Exactly four weeks prior to opening night at Camden People’s Theatre in London (just after presenting a successful excerpt of Brother Insect at Dean Atta’s Black Flamingo Cabaret), I suddenly came to a revelation: I wasn’t myself because I was experiencing an epic adult-tantrum. This is what led me to the decision of changing the entire script and locating another performer to help relieve some of the pressure I was experiencing.
As you can see, it was a very messy process and definitely not what I envisioned from the start, but I’m very happy with the results. My lead performer, Michelle, was a godsend –I couldn’t have performed that role better!
Xavier: This was the first time you collaborated with performance makers such as Season Butler and Rachael Young. How did that collaborative approach happen and how did it impact on the outcomes of the piece?
Sea: I feel really blessed to have worked closely with folks like yourself at the Marlborough Theatre. I’ve had opportunities to network and collaborate with numerous inspiring theatre-makers and designers.
Collaborating with both Season and Rachael has been particularly rewarding for me in this new work. As a black kid from Kansas, I was unaware of many other queer black (British) trailblazers in the field of performance art. So it is particularly special that I’ve had the privilege of spending time with Rachael and Season. It has allowed me to learn from each of their unique experiences and now I can say that I truly have contemporary role models.
Xavier: Brother Insect was your first theatre show, and it touches on very personal experiences of being a migrant and person of colour in the UK and USA. This gives the audience member a lot of information and challenges to chew on, whilst at the same time exposing the artist in quite a public way. Could you reflect on how that visibility affects the way you communicate your thoughts and artistic intentions on stage?
Sea: Brother Insect considers two different types of visibility. 1) The kind that encourages us to unapologetically reclaim spaces and 2) The kind that hyper-magnifies our vulnerabilities and exposes our insecurities. The first is a crowd’s whopping applause, whilst the second is a rotten tomato to the face.

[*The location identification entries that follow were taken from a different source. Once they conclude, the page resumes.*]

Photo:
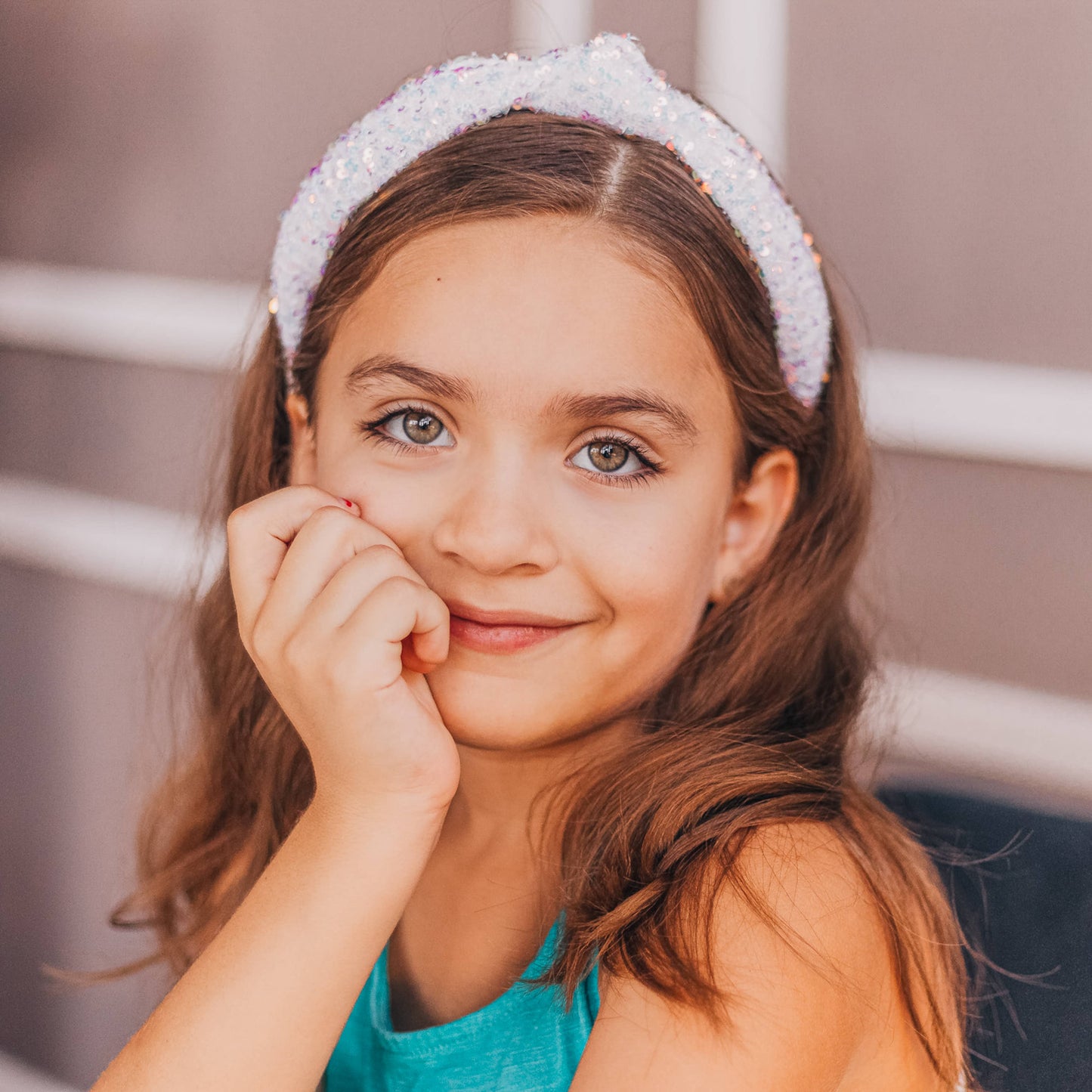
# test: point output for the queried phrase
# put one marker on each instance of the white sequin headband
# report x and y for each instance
(606, 80)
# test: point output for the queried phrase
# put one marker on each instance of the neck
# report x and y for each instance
(498, 804)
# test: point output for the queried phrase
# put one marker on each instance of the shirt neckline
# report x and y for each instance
(456, 1033)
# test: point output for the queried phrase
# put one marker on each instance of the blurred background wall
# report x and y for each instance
(942, 154)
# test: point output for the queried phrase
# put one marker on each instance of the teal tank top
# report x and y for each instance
(522, 1041)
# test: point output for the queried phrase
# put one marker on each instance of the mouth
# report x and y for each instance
(503, 630)
(503, 638)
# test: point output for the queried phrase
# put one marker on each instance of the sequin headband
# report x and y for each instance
(606, 80)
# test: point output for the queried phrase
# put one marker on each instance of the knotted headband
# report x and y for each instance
(606, 80)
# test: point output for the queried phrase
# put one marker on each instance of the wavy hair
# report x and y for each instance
(751, 729)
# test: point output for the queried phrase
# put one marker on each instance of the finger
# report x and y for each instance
(398, 608)
(350, 586)
(328, 540)
(259, 534)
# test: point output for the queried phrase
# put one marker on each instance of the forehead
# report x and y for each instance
(523, 307)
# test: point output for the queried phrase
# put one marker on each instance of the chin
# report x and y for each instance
(503, 713)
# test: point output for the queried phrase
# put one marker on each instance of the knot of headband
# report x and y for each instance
(606, 80)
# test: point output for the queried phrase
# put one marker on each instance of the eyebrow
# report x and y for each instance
(382, 366)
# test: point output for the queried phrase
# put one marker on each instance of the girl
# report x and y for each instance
(529, 682)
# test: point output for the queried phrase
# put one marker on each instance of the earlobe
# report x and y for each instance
(753, 519)
(302, 469)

My artwork makes me feel visible in both these ways simultaneously.
These are the two types of visibility I am mindful of in both my artwork and my social life. I am most concerned about the visibility of the disempowered by protecting them from tomatoes by giving them more praise.
Xavier: Finally, what is next for the wonderful Sea Sharp?

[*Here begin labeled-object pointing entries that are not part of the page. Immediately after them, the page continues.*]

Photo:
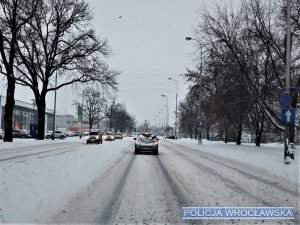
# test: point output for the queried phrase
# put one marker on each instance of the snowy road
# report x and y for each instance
(120, 187)
(151, 189)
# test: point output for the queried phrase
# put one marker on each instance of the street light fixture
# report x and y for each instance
(53, 130)
(200, 89)
(167, 113)
(176, 105)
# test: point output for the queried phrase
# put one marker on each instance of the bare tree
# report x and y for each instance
(14, 14)
(251, 45)
(59, 41)
(94, 105)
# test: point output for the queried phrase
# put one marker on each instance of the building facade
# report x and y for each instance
(25, 115)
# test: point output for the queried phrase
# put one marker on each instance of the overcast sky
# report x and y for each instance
(147, 38)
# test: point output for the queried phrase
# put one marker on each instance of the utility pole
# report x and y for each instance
(288, 142)
(176, 106)
(199, 121)
(53, 132)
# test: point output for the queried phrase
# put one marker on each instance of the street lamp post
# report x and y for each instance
(167, 113)
(176, 106)
(53, 137)
(199, 122)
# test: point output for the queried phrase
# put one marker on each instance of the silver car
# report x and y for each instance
(146, 142)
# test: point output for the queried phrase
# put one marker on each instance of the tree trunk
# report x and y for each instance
(207, 133)
(9, 108)
(41, 106)
(239, 135)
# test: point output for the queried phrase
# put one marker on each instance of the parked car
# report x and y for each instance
(118, 136)
(94, 137)
(48, 134)
(70, 133)
(1, 134)
(146, 142)
(59, 134)
(20, 134)
(108, 136)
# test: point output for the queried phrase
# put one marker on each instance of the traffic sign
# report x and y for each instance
(285, 100)
(288, 116)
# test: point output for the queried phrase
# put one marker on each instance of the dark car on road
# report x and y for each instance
(94, 137)
(20, 134)
(146, 142)
(118, 136)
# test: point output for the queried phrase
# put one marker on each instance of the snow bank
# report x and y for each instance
(268, 157)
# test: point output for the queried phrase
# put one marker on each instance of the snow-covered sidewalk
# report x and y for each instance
(268, 157)
(32, 190)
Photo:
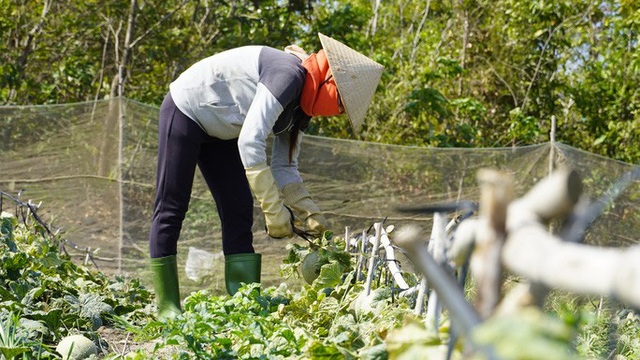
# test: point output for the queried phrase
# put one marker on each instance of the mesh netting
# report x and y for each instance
(92, 165)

Sea: So far, I’ve received invites to perform Brother Insect in Hamburg, from Underbelly to present the show at the Edinburgh Fringe and from The Albany to present the work as part of their spoken word season. But I’m not sure at this stage. I’d really like to continue developing Brother Insect further, potentially having the script published before accepting these invites and reaching out to programmers with a view to touring the work.

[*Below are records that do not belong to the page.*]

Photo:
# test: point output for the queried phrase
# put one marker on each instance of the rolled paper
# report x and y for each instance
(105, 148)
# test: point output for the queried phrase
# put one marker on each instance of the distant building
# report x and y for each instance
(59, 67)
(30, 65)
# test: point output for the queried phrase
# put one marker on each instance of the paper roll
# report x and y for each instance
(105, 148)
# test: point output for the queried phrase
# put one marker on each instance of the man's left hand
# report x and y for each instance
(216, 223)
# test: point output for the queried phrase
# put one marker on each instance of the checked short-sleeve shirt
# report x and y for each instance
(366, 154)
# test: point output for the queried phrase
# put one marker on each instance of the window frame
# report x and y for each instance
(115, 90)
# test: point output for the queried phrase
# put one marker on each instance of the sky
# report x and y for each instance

SEA SHARP is an award-winning poet and author of Black Cotton (Waterloo Press, 2019) and The Swagger of Dorothy Gale & Other Filthy Ways to Strut (Ice Cube Press, 2017). In the Arts Council England funded theatrical show, Brother Insect, Sea Sharp was both playwright and performer.
On the stage or on the page, their work is known to be “emotively confrontational and politically charged”, unflinching with uncompromising critiques on how we continuously mistreat each other, ourselves and our planet.
To this day, Sea Sharp is still black and queer (but sometimes invisible).